A cada dia, surgem no Brasil 19 novos milionários. A conclusão é da revista "Forbes", que aponta como principais responsáveis por este fenómeno o crescimento do consumo e a alta do PIB (Produto Interno Bruto).
Outro fator apontado pela "Forbes" é os altos salários pagos a quadros de empresas e bancários, que muitas vezes ultrapassam os vencimentos dos congéneres nos EUA.
De acordo com a revista norte-americana (ranking de 2011), o Brasil tem 137 mil milionários e cerca de 30 bilionários, estando 70% da riqueza do país concentrada em São Paulo e no Rio de Janeiro.
A estatística dos 19 milionários/dia foi feita considerando a riqueza individual, incluindo investimentos, propriedades, poupança e outros ativos, além do dinheiro propriamente dito.
Empresas emergentes
A revista ressalta que se trata de milionários em termos da economia brasileira. A pesquisa levou em conta que milhão de reais, moeda local, corresponde a 540 mil dólares (405 mil euros). "indivíduos com património entre 539 mil e 2,7 milhões de dólares formam o grupo de novos milionários".
A reportagem publicada no site da revista norte-americana cita uma conferência de bancos privados da América Latina, realizada na passada semana, durante a qual Guilhermo Morales, chefe de operações do Millenium BCP, disse que o consumo no Brasil continua a crescer fortemente, aumentando a fortuna de comerciantes, banqueiros e empresários.

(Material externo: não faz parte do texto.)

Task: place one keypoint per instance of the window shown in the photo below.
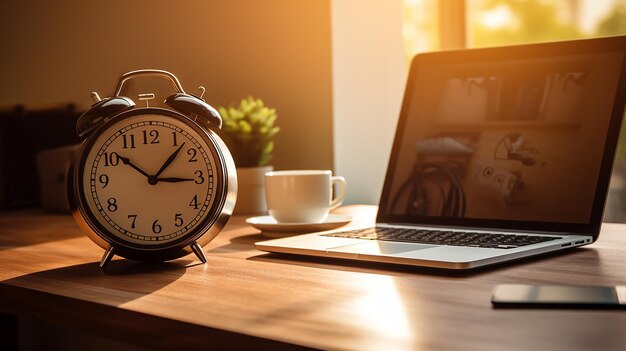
(447, 24)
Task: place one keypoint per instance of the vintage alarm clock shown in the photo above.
(148, 183)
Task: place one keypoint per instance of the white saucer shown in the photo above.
(269, 224)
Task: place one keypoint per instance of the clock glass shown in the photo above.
(150, 179)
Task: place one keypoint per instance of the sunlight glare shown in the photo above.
(498, 17)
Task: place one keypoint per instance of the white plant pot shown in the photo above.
(251, 190)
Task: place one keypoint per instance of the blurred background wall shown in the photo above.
(57, 52)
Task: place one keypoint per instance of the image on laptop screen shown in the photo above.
(512, 140)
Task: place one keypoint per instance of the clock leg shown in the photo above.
(106, 258)
(197, 249)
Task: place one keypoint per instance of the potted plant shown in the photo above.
(249, 133)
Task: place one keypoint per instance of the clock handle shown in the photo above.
(106, 258)
(197, 249)
(148, 72)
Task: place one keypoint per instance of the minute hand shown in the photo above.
(174, 180)
(126, 161)
(169, 161)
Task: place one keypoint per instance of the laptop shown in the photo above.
(499, 154)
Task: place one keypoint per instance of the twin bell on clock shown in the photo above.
(150, 183)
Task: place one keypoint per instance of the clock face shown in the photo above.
(150, 179)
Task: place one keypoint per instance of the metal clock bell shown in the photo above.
(148, 183)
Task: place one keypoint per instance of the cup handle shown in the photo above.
(340, 194)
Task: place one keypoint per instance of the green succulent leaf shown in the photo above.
(250, 131)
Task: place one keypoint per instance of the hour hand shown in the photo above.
(174, 180)
(127, 161)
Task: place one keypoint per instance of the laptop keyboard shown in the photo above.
(442, 237)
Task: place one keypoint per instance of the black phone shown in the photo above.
(558, 296)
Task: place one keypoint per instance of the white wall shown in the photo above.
(369, 74)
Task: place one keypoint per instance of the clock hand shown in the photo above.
(169, 161)
(174, 180)
(127, 161)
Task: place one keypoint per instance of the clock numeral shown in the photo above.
(128, 140)
(192, 153)
(200, 178)
(194, 202)
(178, 220)
(156, 228)
(104, 180)
(174, 139)
(112, 204)
(112, 159)
(133, 218)
(154, 134)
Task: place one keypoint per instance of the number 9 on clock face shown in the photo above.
(150, 179)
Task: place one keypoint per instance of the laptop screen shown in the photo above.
(512, 138)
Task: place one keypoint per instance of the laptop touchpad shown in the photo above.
(379, 248)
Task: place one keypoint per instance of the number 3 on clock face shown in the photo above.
(150, 179)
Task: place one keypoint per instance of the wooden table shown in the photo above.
(247, 299)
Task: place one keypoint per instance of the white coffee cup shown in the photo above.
(302, 196)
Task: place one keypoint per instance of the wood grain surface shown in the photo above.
(247, 299)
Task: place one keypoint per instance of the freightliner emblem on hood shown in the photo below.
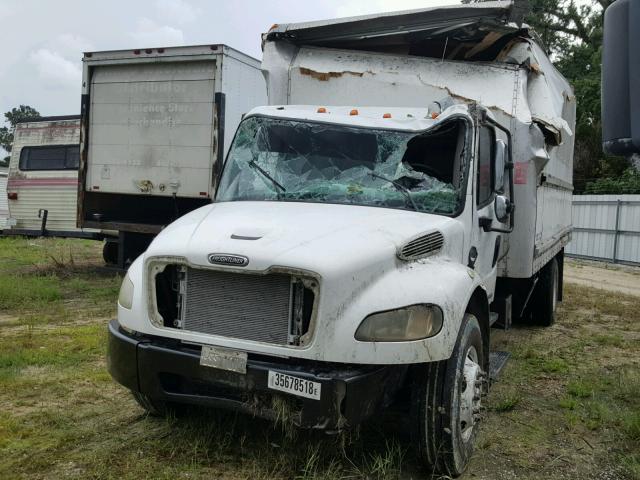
(226, 259)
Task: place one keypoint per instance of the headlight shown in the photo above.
(125, 299)
(410, 323)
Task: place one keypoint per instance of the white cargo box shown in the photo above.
(156, 123)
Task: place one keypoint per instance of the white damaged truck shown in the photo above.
(408, 186)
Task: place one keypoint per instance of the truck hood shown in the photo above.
(320, 238)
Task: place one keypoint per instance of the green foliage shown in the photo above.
(13, 117)
(628, 182)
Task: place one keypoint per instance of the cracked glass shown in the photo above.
(286, 160)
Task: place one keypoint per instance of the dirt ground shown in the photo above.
(566, 406)
(614, 278)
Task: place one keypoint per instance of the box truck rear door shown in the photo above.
(152, 128)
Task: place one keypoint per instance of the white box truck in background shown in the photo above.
(42, 187)
(363, 237)
(156, 124)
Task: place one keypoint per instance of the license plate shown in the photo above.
(294, 385)
(223, 359)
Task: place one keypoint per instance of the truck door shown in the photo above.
(486, 243)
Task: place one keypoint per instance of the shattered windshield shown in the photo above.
(285, 160)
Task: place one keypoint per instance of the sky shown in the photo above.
(43, 40)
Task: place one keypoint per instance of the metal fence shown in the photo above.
(606, 227)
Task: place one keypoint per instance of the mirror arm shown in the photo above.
(509, 166)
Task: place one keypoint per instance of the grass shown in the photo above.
(567, 404)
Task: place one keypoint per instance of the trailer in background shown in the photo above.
(42, 181)
(156, 125)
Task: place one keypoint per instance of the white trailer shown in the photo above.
(363, 238)
(156, 124)
(4, 204)
(42, 186)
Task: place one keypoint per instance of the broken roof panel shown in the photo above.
(476, 31)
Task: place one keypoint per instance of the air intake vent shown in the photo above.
(421, 247)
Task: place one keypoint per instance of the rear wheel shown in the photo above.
(446, 401)
(545, 300)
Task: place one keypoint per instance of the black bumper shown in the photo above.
(169, 370)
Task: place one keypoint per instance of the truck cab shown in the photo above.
(335, 262)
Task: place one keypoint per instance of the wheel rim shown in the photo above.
(470, 394)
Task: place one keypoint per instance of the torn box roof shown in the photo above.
(471, 32)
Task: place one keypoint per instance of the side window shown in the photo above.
(484, 181)
(63, 157)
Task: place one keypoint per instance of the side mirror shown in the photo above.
(500, 164)
(503, 208)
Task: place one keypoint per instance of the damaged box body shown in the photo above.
(492, 64)
(363, 237)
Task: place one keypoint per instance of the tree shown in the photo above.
(15, 116)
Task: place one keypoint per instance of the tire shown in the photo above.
(446, 397)
(110, 253)
(155, 407)
(545, 301)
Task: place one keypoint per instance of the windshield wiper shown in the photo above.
(275, 183)
(401, 188)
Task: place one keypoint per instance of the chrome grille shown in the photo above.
(422, 246)
(238, 305)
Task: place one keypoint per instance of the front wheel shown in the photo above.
(446, 401)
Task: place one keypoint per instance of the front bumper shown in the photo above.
(170, 370)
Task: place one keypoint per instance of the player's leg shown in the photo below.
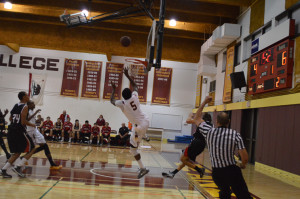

"Há muitas empresas emergentes que estão a crescer muito rapidamente, especialmente no sector da venda a retalho, mas também na área da saúde, construção e outras indústrias básicas", afirmou.
Economia cresce mas arrefece
De acordo com a Organização para a Cooperação e o Desenvolvimento Econômico (OCDE), a economia brasileira está a enfrentar um arrefecimento devido à crise internacional, e essa mudança resultará num crescimento de 3,4% neste ano e de 3,2% em 2012.
Os números avançados pelo relatório semestral da OCDE representam uma revisão para baixo das expectativas que o mesmo organismo apresentou em maio, quando projetou uma progressão do PIB do Brasil de 4,1% em 2011 e de 4,5% em 2012.
Num capítulo dedicado as economias emergentes, citado pela revista "Veja", a OCDE - que prevê aumento do PIB do Brasil de 3,9% em 2013 - destaca que a demanda interna será o motor da economia brasileira, graças à expansão do crédito e ao aumento da receita do trabalho, e em menor medida do investimento.